People Bearing Glass Wombs Should Not Throw Policy Stones

I think Obama’s response to the news that Sarah Palin’s 17-year old daughter is perfect: to stress that a teenaged mom, with the support of her family, can still raise her child to be President.

… my mother had me when she was 18. How family deals with issues and teen-age children – that shouldn’t be the topic of our politics.

It sounds like Bristol Palin will have the family support to go through a challenging, life-changing event, and I hope that support helps her succeed at being a teenaged mom as well as Obama’s mother did.

That said, I think Nate’s question–asking why, if this is such a shameless event, the family and campaign hid that news over the weekend–is an important one.

I think it’s wonderful that Bristol Palin has chosen to have her baby, and I’m sure that she’ll make a wonderful mother.

But if it’s such a wonderful thing, let’s be out and proud about it — not try and change the subject. Let’s disclose this in the People magazine interview. Let’s not bury the news when there’s literally a hurricane bearing down on Louisiana. And let’s sure as hell not confuse the overheated rantings of the liberal blogosphere for the series of decisions made months ago by mother and by daughter that led to a 17-year-old child becoming pregnant.

The media ought to be more responsible than to take the McCain campaign’s spin at face value. If that irrelevant distraction about rumors in the blogosphere belongs in this — than certainly things like these do: What is Palin’s position on contraception? What is her position on sex education? Does she believe that sex outside of marriage is immoral? These questions are not remotely personal, but they’re certainly a part of the story.

Likewise, I agree with Anonymous Liberal’s point: this rumor got started not by liberal bloggers, but by Republicans in Alaska wondering why a 44-year woman carrying a high-risk child would delay medical attention for over 10 hours after she went into labor.

I know for a fact that is not true. The reason I know that is because I first heard the rumor within minutes of the media reporting that Palin had been tapped to be McCain’s VP. And I heard from friends from Alaska, not liberal bloggers. This rumor was already widespread in Alaska (and widely believed) and it had everything to do with the strange circumstances surrounding Trig’s birth, not partisan politics. In particular, the rumor was fostered by the exceptionally bizarre story of how Palin–a 44 year old woman with a high-risk pregnancy–boarded an eight hour commercial flight from Dallas to Anchorage after her water broke and she started having contractions. That’s a strange story, and if you doubt that, go ask any obstetrician or nurse midwife.

The news that Bristol is pregnant doesn’t answer any of the real underlying questions here (questions asked by Republicans in Alaska long before Democrats on blogs asked): why did Sarah Palin endanger her child and herself to even travel to the energy meeting in Texas, much less return home after she went into labor?

The answer is, ultimately, that’s a decision that Palin and her doctors made.
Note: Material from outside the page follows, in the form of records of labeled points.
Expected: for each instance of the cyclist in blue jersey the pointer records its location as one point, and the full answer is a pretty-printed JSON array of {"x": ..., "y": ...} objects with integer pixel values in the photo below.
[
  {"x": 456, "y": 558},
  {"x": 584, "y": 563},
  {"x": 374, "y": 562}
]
But that’s precisely the decision that Palin would deny other women, the ability to make reproductive choice decisions based solely on the expert advice of her doctor.
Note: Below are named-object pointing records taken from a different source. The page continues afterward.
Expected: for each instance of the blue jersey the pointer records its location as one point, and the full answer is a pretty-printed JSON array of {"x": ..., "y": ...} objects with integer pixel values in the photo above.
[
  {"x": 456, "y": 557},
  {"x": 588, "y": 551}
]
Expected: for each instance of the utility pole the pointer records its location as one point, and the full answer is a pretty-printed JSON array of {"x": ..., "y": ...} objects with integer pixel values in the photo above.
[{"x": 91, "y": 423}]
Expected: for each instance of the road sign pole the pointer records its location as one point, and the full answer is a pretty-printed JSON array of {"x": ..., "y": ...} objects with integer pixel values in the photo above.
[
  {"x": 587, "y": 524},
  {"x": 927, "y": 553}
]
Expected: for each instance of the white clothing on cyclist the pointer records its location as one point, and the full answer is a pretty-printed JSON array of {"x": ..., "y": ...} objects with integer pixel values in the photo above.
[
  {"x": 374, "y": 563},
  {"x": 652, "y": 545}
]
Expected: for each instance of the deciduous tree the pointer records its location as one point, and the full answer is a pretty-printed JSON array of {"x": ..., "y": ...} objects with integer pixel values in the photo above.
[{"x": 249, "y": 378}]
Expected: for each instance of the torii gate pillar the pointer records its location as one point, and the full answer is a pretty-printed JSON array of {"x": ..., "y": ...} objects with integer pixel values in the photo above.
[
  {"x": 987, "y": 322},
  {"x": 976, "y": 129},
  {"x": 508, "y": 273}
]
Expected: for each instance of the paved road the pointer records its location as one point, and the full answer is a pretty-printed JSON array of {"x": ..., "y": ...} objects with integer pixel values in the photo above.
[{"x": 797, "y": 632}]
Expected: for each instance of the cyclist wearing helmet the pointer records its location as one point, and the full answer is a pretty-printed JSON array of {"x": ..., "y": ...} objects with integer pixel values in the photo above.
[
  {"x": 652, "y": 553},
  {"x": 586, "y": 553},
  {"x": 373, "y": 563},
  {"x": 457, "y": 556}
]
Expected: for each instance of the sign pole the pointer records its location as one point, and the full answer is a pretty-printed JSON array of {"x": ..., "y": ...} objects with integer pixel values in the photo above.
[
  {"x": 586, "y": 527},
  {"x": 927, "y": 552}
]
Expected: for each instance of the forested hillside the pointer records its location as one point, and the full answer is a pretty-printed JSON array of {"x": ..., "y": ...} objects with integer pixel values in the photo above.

Similarly, the Palins are making much of the fact that Bristol made a "decision to have her baby"–suggesting that she, their daughter, is entitled to a choice that Governor Palin thinks other women should not have.
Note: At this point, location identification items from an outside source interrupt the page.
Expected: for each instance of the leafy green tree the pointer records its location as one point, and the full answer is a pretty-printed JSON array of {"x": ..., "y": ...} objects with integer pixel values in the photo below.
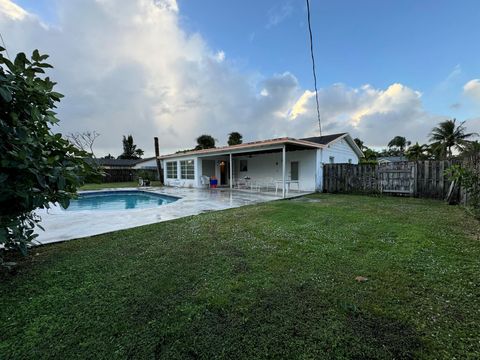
[
  {"x": 205, "y": 142},
  {"x": 447, "y": 136},
  {"x": 38, "y": 166},
  {"x": 130, "y": 150},
  {"x": 417, "y": 152},
  {"x": 235, "y": 138},
  {"x": 398, "y": 144}
]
And finally, Sarah Palin is demanding that the press "respect our daughter and Levi’s privacy." Frankly, I agree–the press should leave Bristol alone. She’s going to have a tough enough time in the coming months and years without the focus of a Presidential campaign. But there, too, Palin is asking something for her daughter she would deny other women. In both her radical stance opposing abortion in cases of rape and in her refusal to teach teenagers anything but how to say "no," she’s inserting the government into other women’s private acts, their reproductive choices. She’s advocating a far right policy that she would not apply to her own family.

Frankly, in both Governor Palin’s decision to make that risky trip to Texas and in Bristols "decision" to have her baby, the Palin women prove themselves to be pro choice.

For themselves.

But Governor Palin seems to believe only she, the governor, and her own family are entitled to make their own reproductive choices. That’s what John McCain picked as his running mate: a woman who believes she and her family are entitled to make their own reproductive choices. But not you and I.